Let's say I have these two propositions:

Prop A. "If $x \in \mathbb{R}$ such that $x^2=-1$ then $3x^2$ is invertible (that means, $3x^2 \neq 0$)"

Prop B. "If $x \in \mathbb{R}$ such that $x^2=-1$ then $3x^2$ is singular (not invertible)"

I want to ask about the correctness of these proofs:

Proof 1.A and 1.B: There is no $x \in \mathbb{R}$ such that $x^2 = -1$, so no matter what the thesis says, the proposition is true, as there will be no counterexample.

Proof 2.A: Suposing $x\in \mathbb{R}$ such that $x^2 = -1$, we have that $3x^2 = 3(-1) = -3 \neq 0$, so proposition $A$ is true.

Proof 3.B: Suposing $x\in \mathbb{R}$ such that $x^2 = -1$, we have that $3x^2 = 3(-1) = -3 \neq 0$, so $3x^2$ is not singular and proposition $B$ is false.

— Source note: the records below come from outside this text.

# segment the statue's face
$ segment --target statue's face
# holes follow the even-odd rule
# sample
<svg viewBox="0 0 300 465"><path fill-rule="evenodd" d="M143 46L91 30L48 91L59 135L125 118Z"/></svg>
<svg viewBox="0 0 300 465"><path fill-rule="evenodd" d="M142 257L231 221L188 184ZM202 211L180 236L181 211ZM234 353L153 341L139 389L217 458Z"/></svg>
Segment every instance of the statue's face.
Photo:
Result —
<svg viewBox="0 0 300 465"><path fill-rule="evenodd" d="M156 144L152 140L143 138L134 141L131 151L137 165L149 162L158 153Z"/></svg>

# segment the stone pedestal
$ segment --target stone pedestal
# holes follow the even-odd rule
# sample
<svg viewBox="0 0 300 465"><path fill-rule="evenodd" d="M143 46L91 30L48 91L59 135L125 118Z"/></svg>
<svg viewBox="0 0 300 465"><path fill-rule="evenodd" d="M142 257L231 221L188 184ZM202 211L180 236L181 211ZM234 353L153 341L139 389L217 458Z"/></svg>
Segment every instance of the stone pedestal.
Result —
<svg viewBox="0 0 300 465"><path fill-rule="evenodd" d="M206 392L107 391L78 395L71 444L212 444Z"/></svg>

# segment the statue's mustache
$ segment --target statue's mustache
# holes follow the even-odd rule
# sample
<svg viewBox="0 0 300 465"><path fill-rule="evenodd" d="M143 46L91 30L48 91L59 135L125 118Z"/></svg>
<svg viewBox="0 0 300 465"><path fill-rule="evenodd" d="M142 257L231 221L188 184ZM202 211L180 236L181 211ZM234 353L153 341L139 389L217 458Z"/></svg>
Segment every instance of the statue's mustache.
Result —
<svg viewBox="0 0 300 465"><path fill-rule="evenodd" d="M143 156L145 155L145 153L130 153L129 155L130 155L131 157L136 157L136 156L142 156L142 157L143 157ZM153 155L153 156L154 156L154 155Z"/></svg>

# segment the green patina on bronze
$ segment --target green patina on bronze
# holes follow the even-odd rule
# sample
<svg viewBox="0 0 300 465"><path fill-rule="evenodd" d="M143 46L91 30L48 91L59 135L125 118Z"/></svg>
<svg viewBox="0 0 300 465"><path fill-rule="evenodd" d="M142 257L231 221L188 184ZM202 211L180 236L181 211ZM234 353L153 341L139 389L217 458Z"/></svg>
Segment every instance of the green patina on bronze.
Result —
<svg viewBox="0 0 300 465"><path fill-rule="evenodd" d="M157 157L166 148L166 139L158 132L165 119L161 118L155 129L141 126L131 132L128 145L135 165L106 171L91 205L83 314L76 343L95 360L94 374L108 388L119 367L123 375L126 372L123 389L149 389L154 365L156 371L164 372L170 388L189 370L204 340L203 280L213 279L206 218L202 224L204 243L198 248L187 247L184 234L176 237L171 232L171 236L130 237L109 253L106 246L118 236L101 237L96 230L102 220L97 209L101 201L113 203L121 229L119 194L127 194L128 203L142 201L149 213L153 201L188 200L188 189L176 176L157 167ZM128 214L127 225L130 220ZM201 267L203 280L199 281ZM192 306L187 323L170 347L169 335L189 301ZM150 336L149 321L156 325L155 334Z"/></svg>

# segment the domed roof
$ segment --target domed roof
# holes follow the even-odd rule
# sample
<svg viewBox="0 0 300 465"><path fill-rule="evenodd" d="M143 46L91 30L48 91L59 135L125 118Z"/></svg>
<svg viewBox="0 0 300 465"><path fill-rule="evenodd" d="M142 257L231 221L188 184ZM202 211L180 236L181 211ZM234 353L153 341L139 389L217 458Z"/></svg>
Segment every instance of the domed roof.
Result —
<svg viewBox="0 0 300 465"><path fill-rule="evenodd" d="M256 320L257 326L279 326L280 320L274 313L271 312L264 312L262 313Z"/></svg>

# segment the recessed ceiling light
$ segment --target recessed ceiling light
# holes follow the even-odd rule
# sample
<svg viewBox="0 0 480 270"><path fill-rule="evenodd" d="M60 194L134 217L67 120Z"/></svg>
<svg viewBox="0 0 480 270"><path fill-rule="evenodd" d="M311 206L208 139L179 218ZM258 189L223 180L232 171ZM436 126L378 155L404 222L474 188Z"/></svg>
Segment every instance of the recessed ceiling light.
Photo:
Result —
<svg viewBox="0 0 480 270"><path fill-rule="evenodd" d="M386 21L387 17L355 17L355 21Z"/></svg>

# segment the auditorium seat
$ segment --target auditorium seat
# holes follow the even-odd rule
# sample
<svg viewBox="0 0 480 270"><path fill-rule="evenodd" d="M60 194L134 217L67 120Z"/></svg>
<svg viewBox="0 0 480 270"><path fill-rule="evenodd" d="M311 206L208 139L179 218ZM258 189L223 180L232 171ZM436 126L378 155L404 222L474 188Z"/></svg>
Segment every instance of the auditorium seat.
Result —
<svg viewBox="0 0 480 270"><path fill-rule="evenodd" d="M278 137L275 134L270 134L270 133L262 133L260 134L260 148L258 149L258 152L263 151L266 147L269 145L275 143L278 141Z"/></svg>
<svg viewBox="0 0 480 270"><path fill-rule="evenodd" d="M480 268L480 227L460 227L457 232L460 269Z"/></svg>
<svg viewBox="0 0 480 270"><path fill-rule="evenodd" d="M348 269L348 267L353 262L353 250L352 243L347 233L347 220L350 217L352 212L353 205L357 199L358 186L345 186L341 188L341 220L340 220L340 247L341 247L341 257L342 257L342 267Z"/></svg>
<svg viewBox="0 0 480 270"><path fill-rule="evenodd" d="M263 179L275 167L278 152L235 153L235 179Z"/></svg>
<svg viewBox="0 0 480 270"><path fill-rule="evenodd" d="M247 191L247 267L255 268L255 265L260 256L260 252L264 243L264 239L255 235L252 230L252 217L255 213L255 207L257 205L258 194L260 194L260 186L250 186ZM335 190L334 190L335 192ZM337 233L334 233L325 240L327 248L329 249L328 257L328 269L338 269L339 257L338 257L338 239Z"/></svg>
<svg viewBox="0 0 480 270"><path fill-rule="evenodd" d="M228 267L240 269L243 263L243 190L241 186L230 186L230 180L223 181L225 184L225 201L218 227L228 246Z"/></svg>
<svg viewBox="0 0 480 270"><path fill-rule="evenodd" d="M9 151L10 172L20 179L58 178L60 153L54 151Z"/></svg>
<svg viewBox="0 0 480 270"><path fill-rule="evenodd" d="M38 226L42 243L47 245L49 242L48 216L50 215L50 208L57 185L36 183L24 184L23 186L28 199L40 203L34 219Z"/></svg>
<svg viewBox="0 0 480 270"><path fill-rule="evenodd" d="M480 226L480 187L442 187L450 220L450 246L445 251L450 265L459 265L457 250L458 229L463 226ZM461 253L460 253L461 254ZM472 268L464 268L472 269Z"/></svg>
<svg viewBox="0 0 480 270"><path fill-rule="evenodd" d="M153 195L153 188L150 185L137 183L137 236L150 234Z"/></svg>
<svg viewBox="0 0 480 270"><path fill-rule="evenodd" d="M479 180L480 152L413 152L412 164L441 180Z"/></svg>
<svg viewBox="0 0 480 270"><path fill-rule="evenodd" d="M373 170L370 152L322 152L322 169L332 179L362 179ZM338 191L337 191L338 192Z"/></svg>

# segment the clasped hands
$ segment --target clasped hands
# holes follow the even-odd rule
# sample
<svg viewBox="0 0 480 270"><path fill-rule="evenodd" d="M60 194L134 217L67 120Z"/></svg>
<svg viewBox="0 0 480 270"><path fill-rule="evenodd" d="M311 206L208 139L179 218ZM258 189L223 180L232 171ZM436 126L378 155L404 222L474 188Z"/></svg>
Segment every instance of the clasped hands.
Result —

Obviously, they can not all be right. I think Proof 3.B is wrong. ¿But is proof 2.A right? Because it's basically using the same method (ignoring that no such $x$ exists, and using the hypothesis)

Answer 1

I assume that the propositions mean "For all $x$, if $x \in \mathbb{R}$ such that ..." If so, then to prove that Proposition B is false you would have to prove that there exists some $x \in \mathbb{R}$ such that $x^2 = -1$ and $3x^2$ is not singular. Proof 3.B does not do that. So the final phrase "and Proposition B is false" is incorrect.

Answer 2

All of them are right. If $\neg p$ is true then $p\to q$ and $p\to\neg q$ are true.

Example: If $x\in\Bbb R$ such that $x^2=-1$ then I have tons of umbrellas within a bottle of coke that is in the orbit of Mars. Indeed, assume the contrary. Then, by hypothesis, there exists some $x\in\Bbb R$ such that $x^2=-1$. But this is a contradiction, because no such real number exists. So if $x^2=-1$, that thing about the umbrellas is true.

Answer 3

$\neg P$ and $P$ $\implies Q $ for any propositions $P$ and $Q$ this is known as the principle of explosion .